You may be forgiven if you saw the attached bar graph and assumed that Samsung's smartphones are now the target of choice among New York City's burglars and grab-and-run guys.
It was published earlier this week by Eric Schneiderman, the state attorney general, as evidence that the so-called kill switch that Apple (aapl) introduced last fall has taken a serious bite out of smartphone thefts, which reached 3.1 million nationwide in 2013 -- nearly double the number stolen in 2012. The results in San Francisco were similar: iPhone thefts down 38%, Samsung thefts up 12%.
But because these charts show percentage increases and not the basis from which the percentages were calculated, they represent what one of my Time Magazine editors called an "unanchored stat" -- a journalistic sin, in his mind, akin to misspelling a proper name.

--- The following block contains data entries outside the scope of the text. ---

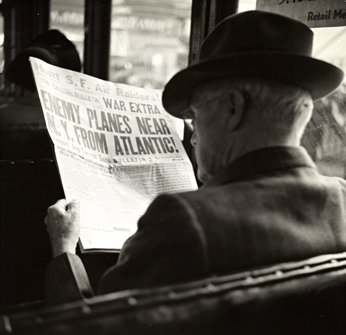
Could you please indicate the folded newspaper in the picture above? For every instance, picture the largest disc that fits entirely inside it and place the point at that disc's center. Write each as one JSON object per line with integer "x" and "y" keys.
{"x": 116, "y": 149}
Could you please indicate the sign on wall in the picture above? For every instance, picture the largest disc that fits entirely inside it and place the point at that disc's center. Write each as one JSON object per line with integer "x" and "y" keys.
{"x": 314, "y": 13}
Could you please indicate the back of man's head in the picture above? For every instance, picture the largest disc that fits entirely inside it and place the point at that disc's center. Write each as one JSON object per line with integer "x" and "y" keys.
{"x": 277, "y": 109}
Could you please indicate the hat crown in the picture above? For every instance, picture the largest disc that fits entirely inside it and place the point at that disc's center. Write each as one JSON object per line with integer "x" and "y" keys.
{"x": 256, "y": 31}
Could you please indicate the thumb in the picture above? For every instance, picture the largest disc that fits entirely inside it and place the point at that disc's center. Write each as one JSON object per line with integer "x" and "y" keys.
{"x": 73, "y": 206}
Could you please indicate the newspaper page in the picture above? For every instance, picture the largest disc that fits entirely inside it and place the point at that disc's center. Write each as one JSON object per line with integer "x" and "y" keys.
{"x": 116, "y": 149}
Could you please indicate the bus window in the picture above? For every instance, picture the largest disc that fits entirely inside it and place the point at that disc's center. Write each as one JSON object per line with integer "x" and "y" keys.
{"x": 68, "y": 17}
{"x": 325, "y": 137}
{"x": 149, "y": 41}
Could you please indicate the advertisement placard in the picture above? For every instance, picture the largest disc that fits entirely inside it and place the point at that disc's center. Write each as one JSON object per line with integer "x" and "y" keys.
{"x": 314, "y": 13}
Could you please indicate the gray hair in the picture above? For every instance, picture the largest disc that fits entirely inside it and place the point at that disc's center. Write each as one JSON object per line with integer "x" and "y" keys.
{"x": 283, "y": 106}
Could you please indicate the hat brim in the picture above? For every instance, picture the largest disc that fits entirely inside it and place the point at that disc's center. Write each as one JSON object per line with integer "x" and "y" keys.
{"x": 318, "y": 77}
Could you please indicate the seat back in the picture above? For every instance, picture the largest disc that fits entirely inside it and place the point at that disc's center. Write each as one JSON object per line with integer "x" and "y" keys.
{"x": 307, "y": 297}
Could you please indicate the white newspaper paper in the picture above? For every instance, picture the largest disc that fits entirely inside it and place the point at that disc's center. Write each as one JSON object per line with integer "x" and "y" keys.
{"x": 116, "y": 149}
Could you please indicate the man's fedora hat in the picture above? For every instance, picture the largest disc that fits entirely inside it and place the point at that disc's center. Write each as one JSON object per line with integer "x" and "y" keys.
{"x": 51, "y": 46}
{"x": 256, "y": 44}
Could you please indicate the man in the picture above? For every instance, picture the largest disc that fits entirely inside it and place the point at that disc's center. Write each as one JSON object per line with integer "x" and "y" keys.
{"x": 263, "y": 201}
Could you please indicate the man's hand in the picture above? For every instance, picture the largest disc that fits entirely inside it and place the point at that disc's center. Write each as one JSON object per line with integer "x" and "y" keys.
{"x": 62, "y": 222}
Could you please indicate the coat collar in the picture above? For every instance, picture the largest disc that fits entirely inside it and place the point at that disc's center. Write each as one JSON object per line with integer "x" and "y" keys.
{"x": 263, "y": 161}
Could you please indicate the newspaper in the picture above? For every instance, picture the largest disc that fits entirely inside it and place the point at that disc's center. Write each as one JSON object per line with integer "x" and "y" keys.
{"x": 116, "y": 149}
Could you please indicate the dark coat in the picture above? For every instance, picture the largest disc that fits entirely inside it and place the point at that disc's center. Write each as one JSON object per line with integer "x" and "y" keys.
{"x": 268, "y": 206}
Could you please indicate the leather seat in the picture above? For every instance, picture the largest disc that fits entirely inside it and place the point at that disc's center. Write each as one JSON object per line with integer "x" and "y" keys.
{"x": 305, "y": 297}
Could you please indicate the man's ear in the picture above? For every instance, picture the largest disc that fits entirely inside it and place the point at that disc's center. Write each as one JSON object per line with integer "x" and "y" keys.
{"x": 236, "y": 101}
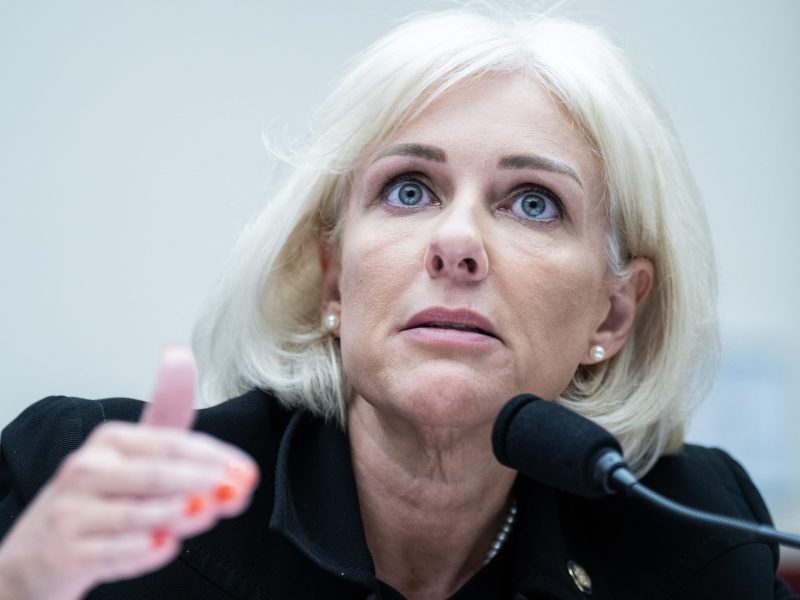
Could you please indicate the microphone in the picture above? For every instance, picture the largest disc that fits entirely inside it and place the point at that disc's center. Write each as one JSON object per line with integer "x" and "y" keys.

I've put a call into Schneiderman's office asking for the raw numbers. Meanwhile the pie chart below, from the same report, puts the San Francisco stats in perspective. A 12% increase for Samsung and a 38% decrease for Apple won't make muchof a dent in Apple's overwhelming popularity among the thieves of San Francisco.
According to Schneiderman, Google (goog) and Microsoft (msft) have promised to put kill switches in the next release of their smartphone operating systems -- although as reader Daniel Eran Dilger points out, they did so after Minnesota became the first state to mandate a kill switch on all smartphones. Similar legislation is pending in California, Illinois and New York. (See Dilger's AppleInsider piece here.)
The next hurdle is to get these companies to make the kill switches opt out, not opt in, so that their phones are protected right out of the box.